How to create a cybersecurity analytics platform with AWS analytics and machine learning

Cybersecurity threats target every level of the global public sector and continue to evolve faster than organizations can respond. As of 2020, the average cost of a data breach and average time to identify a breach are $3.86 million USD and 207 days respectively, according to a study by IBM Security.

In the 2021 Executive Order on Improving the Nation’s Cybersecurity, the Biden administration calls for the centralizing and streamlining of access to cybersecurity data to “drive analytics for identifying and managing cybersecurity risks.” Cybersecurity analytics is a systematic methodology designed to collect, ingest, process, aggregate, and analyze security events. This methodology empowers organizations to proactively perform security investigations, powered by advanced analytics and machine learning (ML), that help mitigate cyber issues more effectively and efficiently at scale.

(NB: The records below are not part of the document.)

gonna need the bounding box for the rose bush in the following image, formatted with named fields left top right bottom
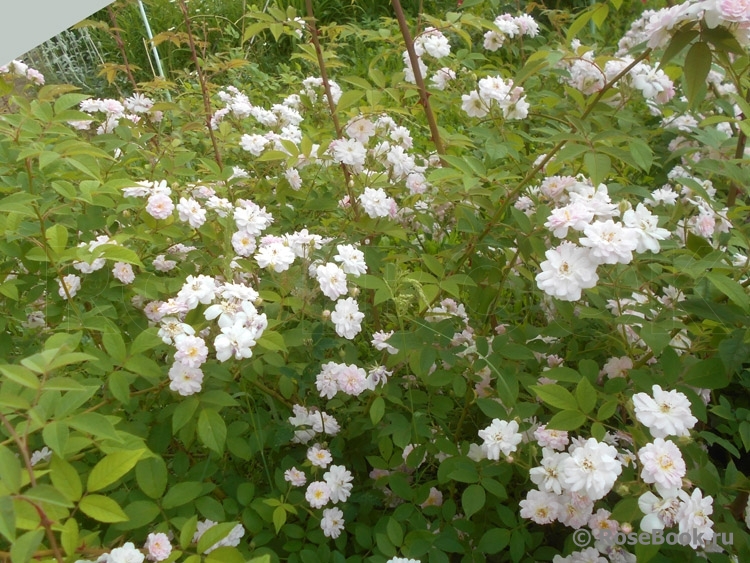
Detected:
left=0, top=1, right=750, bottom=562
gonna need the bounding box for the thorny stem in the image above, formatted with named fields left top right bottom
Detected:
left=107, top=5, right=139, bottom=93
left=391, top=0, right=446, bottom=157
left=304, top=0, right=359, bottom=218
left=446, top=48, right=653, bottom=279
left=0, top=413, right=64, bottom=563
left=178, top=0, right=224, bottom=169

Traditional security analytics can struggle to capture, store, and analyze all the data generated by today’s modern and digital systems and may cause a risk of incomplete analysis. A modern threat intelligence platform includes cybersecurity analytics that harness the power of ML and behavioral analytics to screen systems and networks, identify and highlight anomalies, and empower organizations to address risks efficiently and effectively. Cybersecurity analytics can help public sector organizations understand the tremendous volume of data flowing in and out of networks and quickly detect and respond to potential threats. By providing real-time intelligence, historical records of past threats, and predictive recommendations, cybersecurity analytics can protect an organization from a potentially costly data breach or event.

In this blog post, learn about the core components of a cybersecurity analytics framework and how organizations can use Amazon Web Services (AWS) to design a cybersecurity analytics platform with analytics and ML services.

The core components of a cybersecurity analytics platform

As public sector organizations aim to develop a zero trust architecture, they can build a security platform that unifies data, analytics, and ML. A robust cybersecurity analytics platform includes the following capabilities:

Behavioral analytics: Abnormal behavior of end-users or applications often indicates a security breach or issue. Behavioral analytics study patterns of user, application, and device behavior to identify anomalies. For example, an end-user who logs in from an external country to access systems not required for work, or an application that begins sending unusual queries and commands, could indicate a breach.

Security investigation: Data analytics, combined with data gathered from network flows, sensors, cloud systems, and security events, provide the data that cyber defense teams need to deploy an intrusion detection system (IDS), which can enable organizations to detect and respond to intrusions in real time.

Predictive security analytics: Data predictive analytics gathers historic data from previous cyber events, from which event patterns and vulnerabilities can be identified. Event patterns can be used to develop a tailored cyber threat defense response. Security analytics teams can use a combination of analytic techniques such as data ingestion, data processing, artificial learning, ML, natural language processing (NLP), and statistics to detect variations from the norm to predict imminent issues.

Automated monitoring: Automated monitoring and threat detection alerts play a crucial role in modern cyber defense operations. Automated cyber defense facilitates continuous monitoring of the environment, providing real-time actionable insights, cybersecurity threat intelligence feeds, and alerts for incoming threats.

The five phases of building an effective cybersecurity analytics platform

As a component of a zero trust architecture, public sector organizations may consider incorporating a unified data and analytics platform that harnesses the power of advanced analytics and ML while being mindful of compliance with regulations and auditing requirements. There are five phases in an effective unified cybersecurity analytics platform: 1) data collection, 2) data storage, 3) data processing, 4) data analysis, and 5) visualization and dissemination. Throughout these phases, automation, data governance, and security solutions can be designed to meet auditing and compliance requirements.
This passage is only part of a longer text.